Il a fini par s'estomper, mais cette famille est quand même très fière de son hérédité et enseigne à chaque enfant les bases à connaître en ce qui concerne le ciel avant qu'il n'aille à Poudlard.
Bref. J'ai donc fini ce devoir hier, et je suis complètement libre.
- Elinor ?
- Ah, Hyperion. Tu veux venir lire avec moi ? je lui dis avec un grand sourire en tapotant mes genoux.
Il fait la moue.
- Je ne suis plus un gosse, je ne vais pas m'asseoir sur tes genoux.
- Mais bien sûr que tu es un gosse ! je réponds en l'attirant à côté de moi sur le canapé, avant de me serrer contre lui.
Il râle un peu pour la forme, mais il est content. Je suis sûre qu'il est content.
J'ai bien trop dédaigné mon petit frère ces derniers temps.

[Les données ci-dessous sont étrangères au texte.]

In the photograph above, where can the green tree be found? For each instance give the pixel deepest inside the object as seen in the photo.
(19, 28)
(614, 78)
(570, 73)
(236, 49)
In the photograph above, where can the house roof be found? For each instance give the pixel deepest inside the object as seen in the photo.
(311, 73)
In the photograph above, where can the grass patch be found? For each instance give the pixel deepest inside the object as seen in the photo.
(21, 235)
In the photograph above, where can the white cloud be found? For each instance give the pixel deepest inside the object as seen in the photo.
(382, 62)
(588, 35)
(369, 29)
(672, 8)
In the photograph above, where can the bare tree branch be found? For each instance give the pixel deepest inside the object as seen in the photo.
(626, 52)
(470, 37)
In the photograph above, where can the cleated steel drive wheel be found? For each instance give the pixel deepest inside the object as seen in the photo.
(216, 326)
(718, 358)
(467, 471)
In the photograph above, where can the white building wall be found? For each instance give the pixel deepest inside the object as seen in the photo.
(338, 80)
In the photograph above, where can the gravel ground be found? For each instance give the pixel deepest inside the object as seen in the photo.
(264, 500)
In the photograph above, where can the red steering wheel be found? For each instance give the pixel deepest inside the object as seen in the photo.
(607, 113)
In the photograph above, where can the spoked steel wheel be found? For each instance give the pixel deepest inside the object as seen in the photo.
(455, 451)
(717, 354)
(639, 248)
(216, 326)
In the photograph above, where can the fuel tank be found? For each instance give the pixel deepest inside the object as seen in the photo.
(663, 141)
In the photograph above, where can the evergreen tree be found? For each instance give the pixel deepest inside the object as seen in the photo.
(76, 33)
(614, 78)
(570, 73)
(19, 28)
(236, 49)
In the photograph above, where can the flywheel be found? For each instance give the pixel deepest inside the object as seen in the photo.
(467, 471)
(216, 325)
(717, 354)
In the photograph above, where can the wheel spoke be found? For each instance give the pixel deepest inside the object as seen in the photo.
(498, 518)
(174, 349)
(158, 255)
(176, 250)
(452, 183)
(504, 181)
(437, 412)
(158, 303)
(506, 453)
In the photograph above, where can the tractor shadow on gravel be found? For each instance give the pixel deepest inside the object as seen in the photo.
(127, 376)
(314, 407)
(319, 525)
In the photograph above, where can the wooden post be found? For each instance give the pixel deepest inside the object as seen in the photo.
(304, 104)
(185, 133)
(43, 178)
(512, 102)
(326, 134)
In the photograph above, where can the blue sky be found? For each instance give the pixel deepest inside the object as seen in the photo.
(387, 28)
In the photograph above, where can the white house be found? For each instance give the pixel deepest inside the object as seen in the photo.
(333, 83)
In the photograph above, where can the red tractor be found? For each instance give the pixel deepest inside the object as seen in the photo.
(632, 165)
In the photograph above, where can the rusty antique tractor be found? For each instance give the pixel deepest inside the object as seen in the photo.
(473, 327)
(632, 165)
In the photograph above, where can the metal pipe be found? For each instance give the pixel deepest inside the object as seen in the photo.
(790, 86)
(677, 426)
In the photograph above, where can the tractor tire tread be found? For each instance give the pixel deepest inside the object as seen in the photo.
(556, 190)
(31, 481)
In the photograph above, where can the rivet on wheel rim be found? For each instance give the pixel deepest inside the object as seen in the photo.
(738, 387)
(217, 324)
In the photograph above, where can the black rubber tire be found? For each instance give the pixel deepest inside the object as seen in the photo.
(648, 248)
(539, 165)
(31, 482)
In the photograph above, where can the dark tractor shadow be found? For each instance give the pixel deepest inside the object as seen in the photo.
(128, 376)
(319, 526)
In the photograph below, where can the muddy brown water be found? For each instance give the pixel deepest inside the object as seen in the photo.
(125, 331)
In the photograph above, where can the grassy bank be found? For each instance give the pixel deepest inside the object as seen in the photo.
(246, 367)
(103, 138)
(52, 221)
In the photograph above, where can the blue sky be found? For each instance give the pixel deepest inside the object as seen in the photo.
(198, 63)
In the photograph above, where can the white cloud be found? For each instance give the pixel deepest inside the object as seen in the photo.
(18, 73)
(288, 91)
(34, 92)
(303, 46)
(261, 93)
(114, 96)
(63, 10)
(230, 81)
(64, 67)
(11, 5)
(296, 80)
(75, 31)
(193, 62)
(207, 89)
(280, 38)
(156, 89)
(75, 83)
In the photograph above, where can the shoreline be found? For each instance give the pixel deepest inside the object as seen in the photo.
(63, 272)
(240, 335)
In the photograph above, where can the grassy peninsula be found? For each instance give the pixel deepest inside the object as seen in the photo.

Nous avons passé pas mal de temps ensemble en famille, bien sûr - nous sommes en vacances après tout - mais, des moments en tête à tête ? Tous les deux, dans notre repaire, à discuter de choses futiles en s'empiffrant de gaufres sous une couette ? Pas depuis longtemps.
- Qu'est-ce que tu lis ?
- Un traité sur l'utilisation optimale des anciens futharks.

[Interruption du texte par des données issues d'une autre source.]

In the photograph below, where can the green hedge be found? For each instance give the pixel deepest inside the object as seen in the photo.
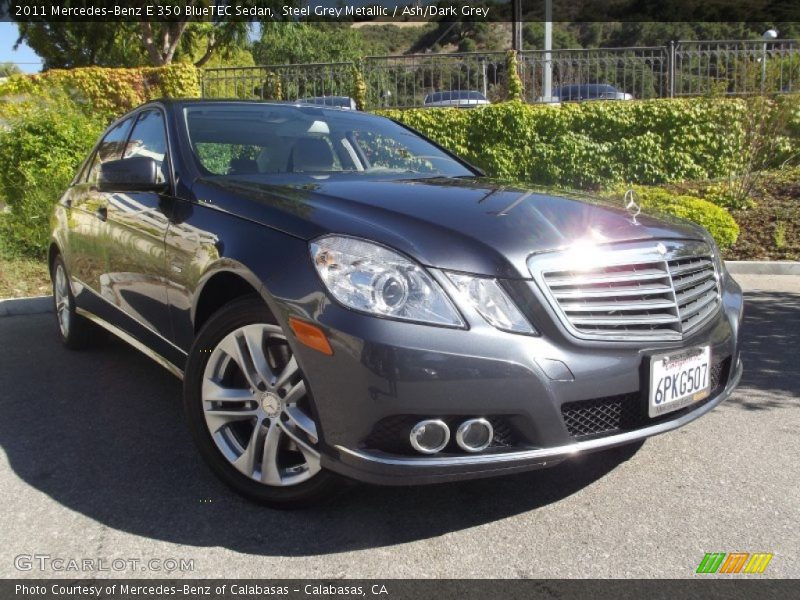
(40, 150)
(592, 144)
(110, 92)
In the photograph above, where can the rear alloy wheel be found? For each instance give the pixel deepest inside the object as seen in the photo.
(250, 409)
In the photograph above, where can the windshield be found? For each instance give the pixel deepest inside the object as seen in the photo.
(282, 142)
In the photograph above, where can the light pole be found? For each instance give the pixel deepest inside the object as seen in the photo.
(547, 84)
(767, 36)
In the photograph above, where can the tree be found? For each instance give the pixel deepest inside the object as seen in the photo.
(7, 69)
(301, 42)
(70, 44)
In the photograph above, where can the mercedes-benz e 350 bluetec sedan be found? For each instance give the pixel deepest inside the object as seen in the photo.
(344, 299)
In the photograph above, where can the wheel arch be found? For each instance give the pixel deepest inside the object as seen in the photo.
(226, 282)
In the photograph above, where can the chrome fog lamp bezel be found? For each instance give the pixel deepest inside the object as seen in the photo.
(462, 431)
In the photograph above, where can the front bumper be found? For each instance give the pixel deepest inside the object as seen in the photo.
(382, 368)
(393, 470)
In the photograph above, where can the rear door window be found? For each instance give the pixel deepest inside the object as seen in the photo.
(109, 149)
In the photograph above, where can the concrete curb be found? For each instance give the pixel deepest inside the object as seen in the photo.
(762, 267)
(14, 307)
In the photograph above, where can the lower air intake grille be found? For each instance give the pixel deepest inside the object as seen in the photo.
(653, 291)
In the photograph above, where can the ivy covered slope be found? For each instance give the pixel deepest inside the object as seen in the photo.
(49, 123)
(110, 92)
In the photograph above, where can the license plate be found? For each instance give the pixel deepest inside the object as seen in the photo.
(679, 379)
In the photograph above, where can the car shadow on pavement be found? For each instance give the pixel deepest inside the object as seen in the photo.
(770, 353)
(101, 432)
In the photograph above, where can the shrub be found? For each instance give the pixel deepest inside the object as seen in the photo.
(594, 144)
(41, 146)
(716, 220)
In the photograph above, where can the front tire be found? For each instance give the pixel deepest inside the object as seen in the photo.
(77, 332)
(249, 410)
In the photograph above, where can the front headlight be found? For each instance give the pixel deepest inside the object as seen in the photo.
(373, 279)
(493, 304)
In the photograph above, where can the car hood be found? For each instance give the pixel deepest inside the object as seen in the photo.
(473, 225)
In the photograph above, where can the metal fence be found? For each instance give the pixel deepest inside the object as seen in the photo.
(684, 68)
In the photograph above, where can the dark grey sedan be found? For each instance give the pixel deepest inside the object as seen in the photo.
(345, 299)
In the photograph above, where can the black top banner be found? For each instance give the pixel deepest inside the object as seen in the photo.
(766, 11)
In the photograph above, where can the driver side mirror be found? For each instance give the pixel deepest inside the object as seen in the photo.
(135, 174)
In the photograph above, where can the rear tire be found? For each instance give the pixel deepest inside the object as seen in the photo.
(249, 410)
(76, 331)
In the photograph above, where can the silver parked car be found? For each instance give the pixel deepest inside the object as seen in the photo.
(343, 102)
(456, 98)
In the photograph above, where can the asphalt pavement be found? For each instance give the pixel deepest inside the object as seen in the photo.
(96, 464)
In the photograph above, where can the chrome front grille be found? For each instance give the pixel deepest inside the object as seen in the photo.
(631, 292)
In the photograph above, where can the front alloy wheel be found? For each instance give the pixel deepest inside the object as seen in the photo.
(250, 410)
(256, 407)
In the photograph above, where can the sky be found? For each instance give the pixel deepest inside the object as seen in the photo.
(23, 56)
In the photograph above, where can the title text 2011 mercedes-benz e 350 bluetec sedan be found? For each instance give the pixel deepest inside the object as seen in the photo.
(342, 297)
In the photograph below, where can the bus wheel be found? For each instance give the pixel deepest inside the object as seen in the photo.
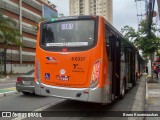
(123, 90)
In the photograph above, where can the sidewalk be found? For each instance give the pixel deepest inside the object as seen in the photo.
(153, 98)
(8, 78)
(9, 90)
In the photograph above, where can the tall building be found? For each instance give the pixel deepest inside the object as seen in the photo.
(92, 7)
(27, 13)
(158, 2)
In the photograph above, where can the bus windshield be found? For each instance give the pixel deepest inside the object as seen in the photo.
(75, 33)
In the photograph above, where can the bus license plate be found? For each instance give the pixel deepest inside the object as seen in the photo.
(27, 82)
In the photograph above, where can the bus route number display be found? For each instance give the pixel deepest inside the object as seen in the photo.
(67, 26)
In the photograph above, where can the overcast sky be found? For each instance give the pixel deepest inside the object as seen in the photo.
(124, 11)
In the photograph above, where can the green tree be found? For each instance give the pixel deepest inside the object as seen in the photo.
(148, 43)
(8, 35)
(129, 33)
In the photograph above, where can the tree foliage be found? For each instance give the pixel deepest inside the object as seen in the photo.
(149, 44)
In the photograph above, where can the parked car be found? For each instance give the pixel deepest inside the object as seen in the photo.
(25, 83)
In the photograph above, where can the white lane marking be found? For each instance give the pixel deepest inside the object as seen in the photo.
(41, 109)
(7, 83)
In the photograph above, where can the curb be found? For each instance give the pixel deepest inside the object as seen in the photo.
(1, 95)
(8, 93)
(139, 101)
(146, 91)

- Je ne comprendrai jamais pourquoi tu t'y intéresses autant, répond-il en retroussant le nez. Les runes n'ont l'air ni passionnantes ni faciles.
Les lèvres s'étirent un peu. Il n'y a jamais été initié, il ne peut pas comprendre. Beaucoup de gens ont du mal à comprendre. Les runes sont tellement utiles.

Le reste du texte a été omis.